I’ll go back to revise, of course.  I’ll take any distracting heartbeats out of the prose, and then I’ll check my own heart as I read to see if it’s doing that cringe thing in response to the failure, or the helplessness, or the longing.  In the end, it will wring me out, if it’s any good.

2 Responses to No Hearts, Gulps, or Sighs

  • I can see how those would the hard to write. There are so many details and emotions you want to portray to your audience but you want to do so in a way that gives your readers the experience of exploring the scene from their own point of view without unnecessary interruptions and distractions. While I am sure these scenes are quite daunting and frustrating even, just know that we readers appreciate your effort. Scenes like this make your heart race and your blood boil and are often the ones that are most remembered in books.
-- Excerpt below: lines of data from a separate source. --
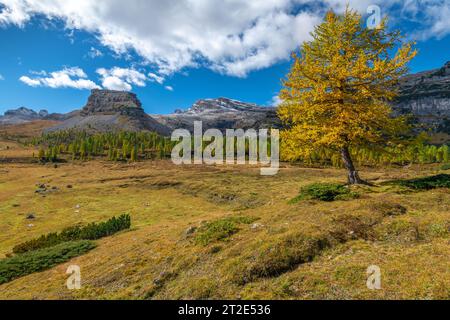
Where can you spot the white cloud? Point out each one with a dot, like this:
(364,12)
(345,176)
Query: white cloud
(121,79)
(276,101)
(74,78)
(233,37)
(155,78)
(94,53)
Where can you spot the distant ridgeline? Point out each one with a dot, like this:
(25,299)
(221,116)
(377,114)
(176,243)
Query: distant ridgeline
(135,146)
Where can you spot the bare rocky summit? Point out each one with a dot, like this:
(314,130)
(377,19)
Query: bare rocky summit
(426,95)
(108,110)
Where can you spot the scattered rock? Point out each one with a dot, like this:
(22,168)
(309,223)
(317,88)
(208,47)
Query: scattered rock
(31,216)
(256,226)
(190,230)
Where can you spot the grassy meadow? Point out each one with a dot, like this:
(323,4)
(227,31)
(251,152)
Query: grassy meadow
(210,232)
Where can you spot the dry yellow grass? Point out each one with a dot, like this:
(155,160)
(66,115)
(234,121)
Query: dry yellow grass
(158,260)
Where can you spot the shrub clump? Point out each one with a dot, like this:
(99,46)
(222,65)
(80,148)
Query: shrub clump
(279,257)
(40,260)
(325,192)
(428,183)
(220,229)
(92,231)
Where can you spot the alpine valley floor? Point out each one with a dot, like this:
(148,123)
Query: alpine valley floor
(268,248)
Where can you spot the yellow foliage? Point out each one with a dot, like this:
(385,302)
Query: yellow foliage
(338,92)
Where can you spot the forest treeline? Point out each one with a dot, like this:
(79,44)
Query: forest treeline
(135,146)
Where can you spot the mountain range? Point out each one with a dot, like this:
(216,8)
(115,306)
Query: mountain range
(424,95)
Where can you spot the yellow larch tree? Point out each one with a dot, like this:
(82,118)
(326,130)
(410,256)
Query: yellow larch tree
(338,92)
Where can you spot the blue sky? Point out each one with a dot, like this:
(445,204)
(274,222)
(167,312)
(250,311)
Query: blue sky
(54,52)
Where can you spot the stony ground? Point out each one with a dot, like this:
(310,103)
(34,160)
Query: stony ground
(308,250)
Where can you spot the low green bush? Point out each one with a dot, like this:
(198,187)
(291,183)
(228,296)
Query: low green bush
(325,192)
(92,231)
(220,229)
(274,259)
(428,183)
(40,260)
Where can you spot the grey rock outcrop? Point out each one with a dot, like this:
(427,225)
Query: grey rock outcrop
(108,110)
(426,96)
(222,113)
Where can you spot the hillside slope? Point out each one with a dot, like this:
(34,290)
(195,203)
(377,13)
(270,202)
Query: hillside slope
(108,110)
(277,250)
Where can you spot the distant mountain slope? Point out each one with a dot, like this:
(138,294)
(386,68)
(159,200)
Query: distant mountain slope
(426,95)
(108,110)
(222,113)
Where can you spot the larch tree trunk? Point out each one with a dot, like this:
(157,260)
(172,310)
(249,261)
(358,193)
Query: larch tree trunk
(353,175)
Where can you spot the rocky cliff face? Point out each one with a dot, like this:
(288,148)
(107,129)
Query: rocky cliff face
(108,110)
(426,95)
(222,113)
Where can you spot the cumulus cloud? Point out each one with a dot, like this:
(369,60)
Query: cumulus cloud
(74,78)
(121,79)
(276,101)
(155,78)
(94,53)
(233,37)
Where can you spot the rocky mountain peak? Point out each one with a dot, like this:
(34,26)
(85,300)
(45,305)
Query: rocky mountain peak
(223,105)
(112,102)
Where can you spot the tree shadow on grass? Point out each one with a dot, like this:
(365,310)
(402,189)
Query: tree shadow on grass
(426,183)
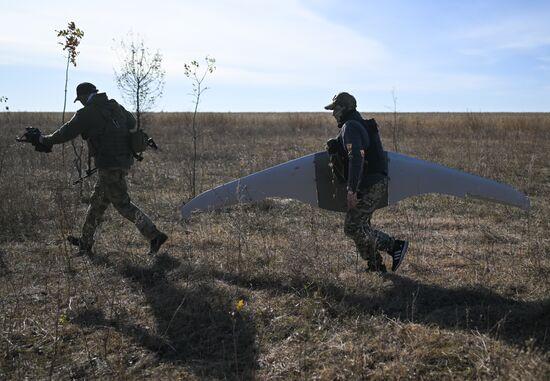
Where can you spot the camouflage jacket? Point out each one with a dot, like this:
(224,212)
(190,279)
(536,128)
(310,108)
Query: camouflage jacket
(105,125)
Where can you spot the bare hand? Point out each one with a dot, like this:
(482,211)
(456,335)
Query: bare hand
(352,200)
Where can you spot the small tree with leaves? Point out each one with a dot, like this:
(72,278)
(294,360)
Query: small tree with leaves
(140,76)
(70,40)
(197,75)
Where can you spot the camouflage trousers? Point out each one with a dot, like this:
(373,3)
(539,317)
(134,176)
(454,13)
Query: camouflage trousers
(111,188)
(357,224)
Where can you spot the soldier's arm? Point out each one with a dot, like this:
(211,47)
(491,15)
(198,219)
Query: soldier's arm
(130,120)
(353,141)
(66,132)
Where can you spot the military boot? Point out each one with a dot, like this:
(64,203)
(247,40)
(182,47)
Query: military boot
(84,248)
(157,242)
(398,252)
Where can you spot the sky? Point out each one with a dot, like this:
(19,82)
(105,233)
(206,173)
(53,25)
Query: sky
(290,55)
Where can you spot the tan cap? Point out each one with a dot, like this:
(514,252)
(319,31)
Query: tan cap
(345,100)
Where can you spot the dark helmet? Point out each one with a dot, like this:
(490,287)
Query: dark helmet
(85,88)
(345,100)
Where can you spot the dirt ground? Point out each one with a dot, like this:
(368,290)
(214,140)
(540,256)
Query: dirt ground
(274,290)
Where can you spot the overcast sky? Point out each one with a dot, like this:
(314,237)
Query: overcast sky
(292,55)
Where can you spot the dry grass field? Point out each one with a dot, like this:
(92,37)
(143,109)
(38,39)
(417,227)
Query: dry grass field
(470,302)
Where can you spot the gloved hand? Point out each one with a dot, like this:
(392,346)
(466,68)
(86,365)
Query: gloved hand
(33,135)
(332,146)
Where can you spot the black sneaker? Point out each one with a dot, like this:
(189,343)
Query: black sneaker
(82,248)
(398,253)
(377,267)
(157,242)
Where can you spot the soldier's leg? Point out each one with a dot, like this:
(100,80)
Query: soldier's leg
(354,224)
(98,204)
(118,195)
(373,199)
(358,226)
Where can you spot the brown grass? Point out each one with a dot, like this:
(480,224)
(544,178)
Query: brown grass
(471,301)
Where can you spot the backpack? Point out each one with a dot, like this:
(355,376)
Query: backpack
(139,141)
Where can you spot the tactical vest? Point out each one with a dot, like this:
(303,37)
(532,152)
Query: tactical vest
(377,161)
(111,142)
(375,158)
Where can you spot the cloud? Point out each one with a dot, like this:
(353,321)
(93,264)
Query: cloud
(262,42)
(521,31)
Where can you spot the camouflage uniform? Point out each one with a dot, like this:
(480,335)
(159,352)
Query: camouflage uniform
(106,126)
(363,166)
(111,188)
(357,225)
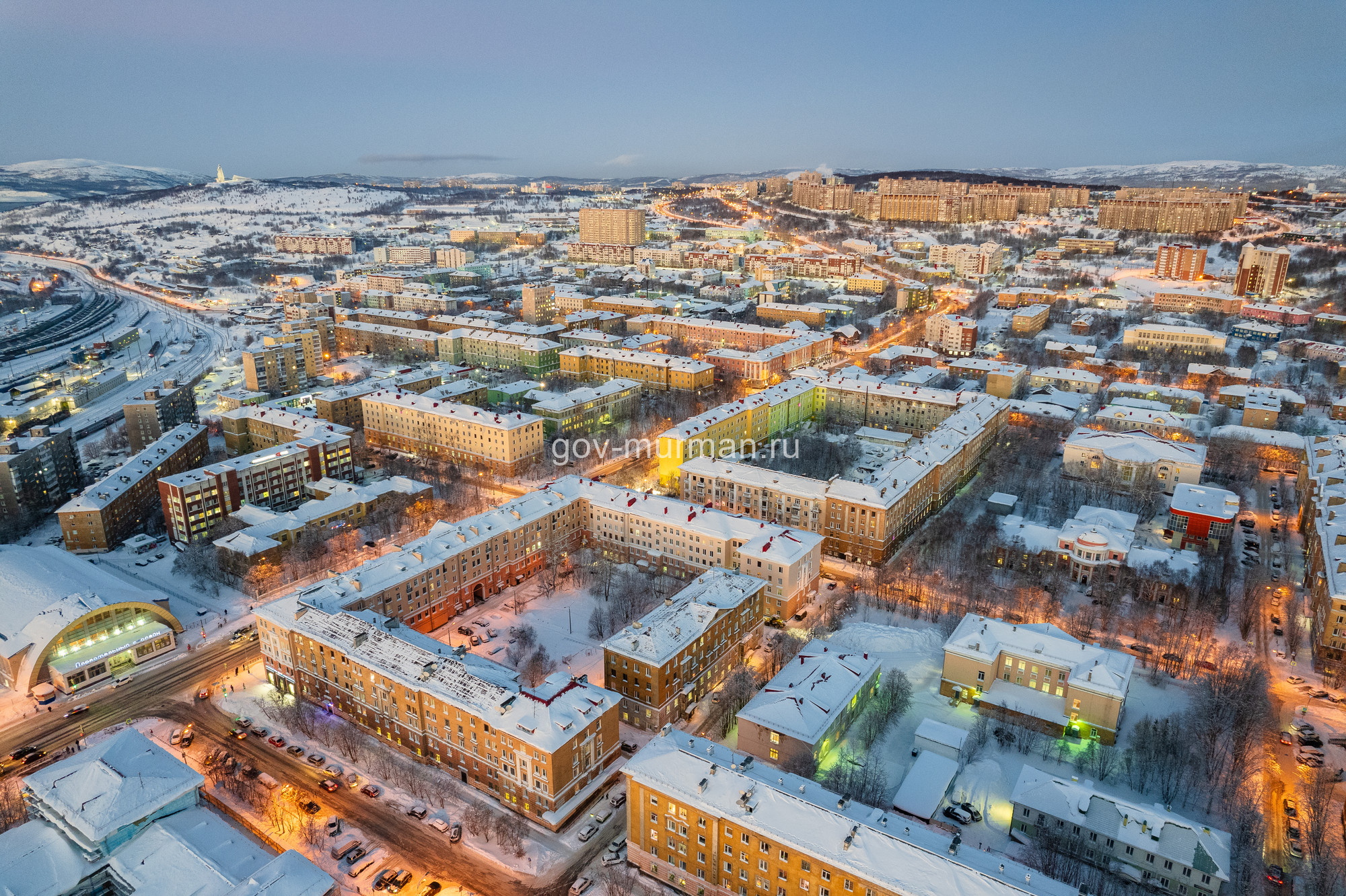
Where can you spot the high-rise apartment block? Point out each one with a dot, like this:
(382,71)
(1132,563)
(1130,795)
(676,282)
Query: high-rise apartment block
(279,369)
(1262,272)
(158,411)
(613,227)
(1180,262)
(539,305)
(952,334)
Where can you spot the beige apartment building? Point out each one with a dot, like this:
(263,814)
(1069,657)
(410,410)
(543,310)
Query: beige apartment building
(1080,688)
(540,751)
(1181,262)
(504,443)
(1262,272)
(672,657)
(539,305)
(613,227)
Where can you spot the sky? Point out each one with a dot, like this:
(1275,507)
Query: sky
(633,89)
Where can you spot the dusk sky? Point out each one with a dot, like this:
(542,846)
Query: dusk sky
(633,89)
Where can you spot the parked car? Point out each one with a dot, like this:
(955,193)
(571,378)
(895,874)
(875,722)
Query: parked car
(959,815)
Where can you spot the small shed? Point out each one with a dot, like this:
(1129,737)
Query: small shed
(925,786)
(940,738)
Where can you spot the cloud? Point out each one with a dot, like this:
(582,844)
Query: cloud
(465,157)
These scenes are what really allow us to connect to the characters you so brilliantly create. To sit down with a book and feel what the characters feel, to the point where your body can physically react to what is going on; this is what creates the never-ending bond between readers and a book. It is this feeling that hooks readers; it is the drug that keeps up coming back book after book, series after series… (sorry if I rambled on a bit, up late… I should probably go to bed lol).

  • Jesse ~
    Thank you! I agree that the emotional scenes are the ones that help us, as readers, connect to the characters. It’s a high goal to aim for when I’m writing.